Our Buildings insurance helps to protect your home from all kinds of events including storm, flood, fire, smoke damage and earthquakes.

We're here to help if the worst happens, but there are some simple things that you can do as a homeowner to ensure that your home is safe, secure, water-tight and properly maintained.

Most insurance policies including our own, don't cover maintenance, wear or tear or damage that happens gradually over a period of time, like damp or rot - you'll need to check with your own insurer what your policy covers. Your property should be kept in good condition so as not to invalidate any future claims.

Here are some common problems that people may face and what you can do to minimise them – after all, prevention is better than cure.

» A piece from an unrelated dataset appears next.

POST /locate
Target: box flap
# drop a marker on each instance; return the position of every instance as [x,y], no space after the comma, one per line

Always be cautious when undertaking any task that you're not fully familiar with as you could injure yourself or those around you, seek professional help where required. 

Roof tiles

Loose roof tiles can be dislodged in a storm, or slowly let in water, which can affect the fabric of your home.

People sometimes forget to inspect the roof regularly to ensure that it's still intact - you could do this with binoculars.

Often the first sign that water is getting into your house, is a damp patch on the walls of your upstairs rooms. Damp can affect plasterwork and wood, so it's important to sort out any water ingress, as soon as you spot it. 

Chimney

Water can seep in through damaged flashings. Erosion of brickwork can also be responsible for leaks and damp. You can check with binoculars to see the condition of the mortar around the chimney. If you don’t use the chimney flue, find out whether your chimney is capped to prevent water coming in from above.

A chimney cowl keeps rain out and prevents birds and squirrels getting into the top of your chimney.

If you've recently moved into your home, don’t light a fire until you've had the chimney swept and have done a smoke test to check the lining of the chimney is intact.

Walls and structure

Bowed or cracked walls are a bad sign whether they're part of the house, or are visible in a retaining wall.

If you notice any issues with your walls, it's best to have them checked by a certified building surveyor who can investigate the problem. Rain, wind or frost can accelerate the process of deterioration, so it's better to fix the problem as soon as it appears, rather than leaving it for too long.

Small cracks in the plaster inside old houses are, however, quite common and can be due to movement of the house. A surveyor can tell you if they need attention, but they don’t usually present any real problems

Drains and gutters

A major cause of damp in homes can be due to water build-up in drains and gutters. Often these are blockages caused by autumn leaves, debris, plants growing in tiles and gutters, or damage to pipes and guttering.

Outside you may be able to see patches of damp – sometimes visible as a green discolouration. Inside, the wall may be discoloured, or you may see salts coming through the plaster.

Make sure you clean out gutters regularly and fit a cover over your drains to prevent leaves collecting in it. These are simple precautions you can take a couple of times a year, which can help prevent damp getting into your walls and brickwork.

Trees

Trees can be a major problem for homeowners. Unstable or damaged trees can be dislodged by heavy rain or storms and fall, causing injury and structural damage to your home, as well as to parked vehicles and outbuildings.

It’s important to keep trees pruned and cut back, but check first whether any of the ones on your property have a Tree Preservation Order (TPO). Depending on the size of the job, some tree pruning can be done by yourself, but if you're not comfortable doing this, contact a qualified tree surgeon. You should always be cautious when undertaking any task that you're not fully familiar with, as you could injure yourself or those around you, seek professional help where required.

Property can also be affected by subsidence or movement caused by trees growing too close to your house, although other factors, such as soil type, can have more of an effect. Some trees take more water from the ground than others and any tree which is too close may affect your foundations.

If you have a tree on your property which is near to your house, a road or footpath, it's advisable to have a professional survey every couple of years, to ensure it's healthy and doesn’t pose any risk.